Photo: courtesy Requisite Media.

King Coal begins and ends with a funeral, an Appalachian ritual elegizing a victim of the film’s personified subject. First in an elegant processional long shot framed against the beauty of the mountainous West Virginia backdrop, then later up close and personal as the mourners sing and pray, the scene is one of immense lyricism and power. It’s also unusually intimate, with its extreme close-up—just inches away—from the mourners. Some might wonder about the presence of the camera crew in such a personal, poignant moment, but King Coal is a film that aims to create a personal, subjective truth about its controversial subject.

A funeral procession in Central Appalachia.
Photo: courtesy Requisite Media.

In a way, its opening (and closing) funeral might be seen as a celebration of life and a eulogy for the film’s subject itself.
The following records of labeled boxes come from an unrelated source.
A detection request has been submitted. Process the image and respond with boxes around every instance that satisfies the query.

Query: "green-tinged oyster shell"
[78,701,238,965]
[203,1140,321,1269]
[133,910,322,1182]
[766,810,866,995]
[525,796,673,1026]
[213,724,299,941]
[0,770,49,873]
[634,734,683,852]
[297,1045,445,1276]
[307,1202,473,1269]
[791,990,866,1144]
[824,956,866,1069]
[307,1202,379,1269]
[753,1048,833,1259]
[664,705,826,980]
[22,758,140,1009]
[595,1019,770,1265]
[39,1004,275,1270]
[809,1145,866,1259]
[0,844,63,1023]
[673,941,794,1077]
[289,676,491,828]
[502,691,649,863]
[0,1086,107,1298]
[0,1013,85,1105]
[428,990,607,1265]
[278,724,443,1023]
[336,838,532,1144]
King Coal is a highly expressive, even poetic film; to call it a documentary feels like something of a misdirection. It’s neither a traditional expository documentary with talking heads and methodical explainers, nor is it a verité portrait of a protagonist set in a specific place and time. King Coal employs some of the techniques of both styles but is neither, instead offering a more lyrical, even elegiac approach to its subject matter.

For Elaine McMillion Sheldon, an Oscar-nominated filmmaker (for the 2017 short subject Heroine(e)), King Coal is a place personified, a resource so strong, so omnipresent in the region where she grew up it is inescapable. King Coal provides livelihoods and takes lives. It creates communities and breaks hearts. Its subjects sing, dance, and celebrate at festivals and pageants. More than just a resource, King Coal IS Central Appalachia, and Central Appalachia IS King Coal.
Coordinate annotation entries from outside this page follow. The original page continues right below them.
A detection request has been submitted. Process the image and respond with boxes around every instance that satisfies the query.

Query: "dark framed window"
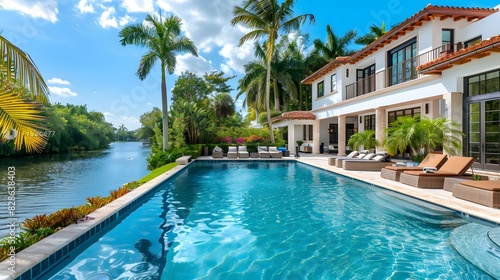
[364,114,375,130]
[331,74,337,92]
[387,107,422,124]
[387,38,417,86]
[464,35,482,48]
[318,81,325,98]
[464,70,500,97]
[441,29,455,52]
Two girls, one black and one white, walk in a field with a mountain range behind them.
Photo: courtesy Requisite Media.

McMillion Sheldon frames her study of King Coal through the eyes of a young girl, a redheaded tween who stands in as something of an analogue for the filmmaker, in shots that are staged and composed but presented in ways that feel naturalistic. We follow the girl—often in conversation with her black best friend and classmate—as they traipse through the woods, explore their town’s neighbourhoods and rituals, and dream of the future. It’s an unlikely but evocative approach, one that presents the region’s dependence upon King Coal as a young girl would experience and come to understand it.

That the film is so stunningly shot makes the approach immersive. Curren Sheldon, McMIllion Sheldon’s husband, the cinematographer, manages to capture the evocative beauty of the region in its different seasons with stunning compositions and deep colors. But there is also the omnipresent terror there as well. Even as the locals celebrate, they mourn the loss of those who’ve died in the mines. King Coal might be heralded as the name of the local sports team or pageant winners, but McMillion Sheldon still makes clear its long pattern of discrimination against non-white minors, its exploitation of workers, its resistance to unionization, and its obvious physical dangers.
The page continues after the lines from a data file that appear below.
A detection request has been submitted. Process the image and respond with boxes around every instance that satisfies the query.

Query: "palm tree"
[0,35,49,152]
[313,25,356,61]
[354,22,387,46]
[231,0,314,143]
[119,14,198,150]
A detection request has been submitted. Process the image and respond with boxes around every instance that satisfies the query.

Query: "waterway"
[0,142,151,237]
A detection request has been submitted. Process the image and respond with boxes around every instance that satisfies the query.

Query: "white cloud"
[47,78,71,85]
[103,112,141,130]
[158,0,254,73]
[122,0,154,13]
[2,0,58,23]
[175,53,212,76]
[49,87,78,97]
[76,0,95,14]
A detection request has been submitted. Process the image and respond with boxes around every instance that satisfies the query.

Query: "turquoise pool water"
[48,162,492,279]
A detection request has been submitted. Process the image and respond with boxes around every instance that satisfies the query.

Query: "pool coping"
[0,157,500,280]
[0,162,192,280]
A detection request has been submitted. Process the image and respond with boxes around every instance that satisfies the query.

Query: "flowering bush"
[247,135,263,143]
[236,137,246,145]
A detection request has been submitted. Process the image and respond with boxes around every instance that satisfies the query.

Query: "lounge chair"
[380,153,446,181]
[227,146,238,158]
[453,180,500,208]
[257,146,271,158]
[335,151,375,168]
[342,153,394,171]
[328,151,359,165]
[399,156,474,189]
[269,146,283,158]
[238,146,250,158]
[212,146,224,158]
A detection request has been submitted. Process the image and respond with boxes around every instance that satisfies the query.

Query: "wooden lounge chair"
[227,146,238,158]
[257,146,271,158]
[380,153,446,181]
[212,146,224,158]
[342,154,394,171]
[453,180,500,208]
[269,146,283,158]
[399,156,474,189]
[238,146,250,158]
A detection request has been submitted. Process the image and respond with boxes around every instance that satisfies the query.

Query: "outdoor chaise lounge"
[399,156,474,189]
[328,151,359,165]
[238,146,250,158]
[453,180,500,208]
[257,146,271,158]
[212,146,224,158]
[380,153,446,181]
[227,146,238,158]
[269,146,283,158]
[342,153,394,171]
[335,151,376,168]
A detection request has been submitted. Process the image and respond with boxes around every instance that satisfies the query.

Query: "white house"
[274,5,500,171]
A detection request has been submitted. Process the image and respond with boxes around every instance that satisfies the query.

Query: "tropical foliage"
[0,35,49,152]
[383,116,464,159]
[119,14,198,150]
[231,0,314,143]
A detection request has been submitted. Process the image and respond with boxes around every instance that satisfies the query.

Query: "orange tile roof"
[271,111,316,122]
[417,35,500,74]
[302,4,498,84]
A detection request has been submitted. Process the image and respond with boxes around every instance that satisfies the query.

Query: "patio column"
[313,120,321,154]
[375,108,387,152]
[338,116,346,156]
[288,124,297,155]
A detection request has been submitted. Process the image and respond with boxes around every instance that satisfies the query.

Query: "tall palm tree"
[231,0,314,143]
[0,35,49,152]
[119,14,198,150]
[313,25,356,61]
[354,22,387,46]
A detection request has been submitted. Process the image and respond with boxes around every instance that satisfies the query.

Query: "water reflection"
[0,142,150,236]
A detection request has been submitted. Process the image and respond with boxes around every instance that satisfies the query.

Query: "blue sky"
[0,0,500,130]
The young girl’s movements, choreographed by the dancer and filmmaker Celia Rowlson Hall, provide a lithe, serpentine saunter through the region’s activities and ecosystem. A coal miner’s daughter herself, McMillion Sheldon’s narration, rendered in the occasional poetic voice-over, treats old King Coal himself as a tragic figure, a fallen idol whose faults one can just now begin to speak of, now that his reign is diminished if not entirely deposed. “I remember learning that if I said anything bad about the King, I was betraying my loved ones,” she says, though it’s clear her young stand-in will learn from, and come to terms with, that personification.

Two girls in silhouette against a mountain range.
Photo: courtesy Requisite Media.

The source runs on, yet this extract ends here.